Ruby held James in the dark when he wept, letting his body sink into hers. She held him through the long nights and cried with him when needed. He never demanded anything of her, never touched her in the way Jupiter had, only asking that she stayed with him. Ruby wasn’t quite sure what to make of that.

A month had passed before the heat of the Minotaur heist had died down, giving James a small window to grieve. Gingerly placing his hand on the niche in the columbarium with Joel’s name on it, James said everything he wished he’d said to his brother that night. How much he loved him, how much he missed him, how much he hated him for not being beside him now.

Ruby watched as James approached from the columbarium. His face was now unmistakable to her. He smiled when he reached her, pulling her in for a long hug that managed to chase away the morning chill. ‘Thank you for waiting,’ he said, ‘was there anyone here you needed to see?’

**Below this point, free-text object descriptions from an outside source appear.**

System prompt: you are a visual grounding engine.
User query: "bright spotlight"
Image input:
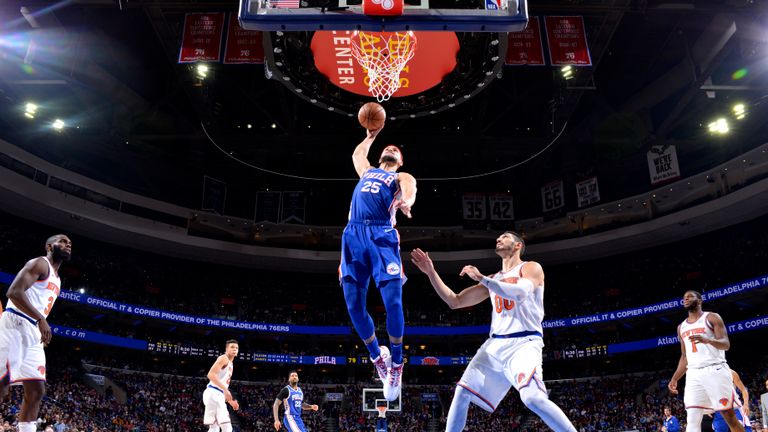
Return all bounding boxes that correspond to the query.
[197,63,208,78]
[707,118,730,135]
[733,103,747,120]
[560,65,573,80]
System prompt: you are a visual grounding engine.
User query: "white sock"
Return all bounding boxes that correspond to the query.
[445,386,472,432]
[16,421,37,432]
[685,408,704,432]
[520,382,576,432]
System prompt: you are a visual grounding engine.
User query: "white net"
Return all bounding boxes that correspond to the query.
[352,31,416,102]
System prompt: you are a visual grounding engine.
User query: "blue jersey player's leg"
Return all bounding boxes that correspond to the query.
[340,224,389,381]
[370,227,406,400]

She pulled away slightly, pausing as she beheld him for a moment. She kissed him then, hard enough to steal the air from his lungs, before pulling back again. ‘No,’ she replied, ‘just you.’

James was so intoxicated by the press of Ruby’s kiss that he almost didn’t notice that she had bought a new car. He cracked a smile before laughing aloud, a sound Ruby had not heard in a long time.

‘Is this another fucking Minotaur?’ James asked incredulously, the smile never having left his face. Ruby returned his smile.

‘You’re damn right it is,’ she replied, ‘one of only ten made in the whole world, you know.’

The two left the city that same day, never once looking back.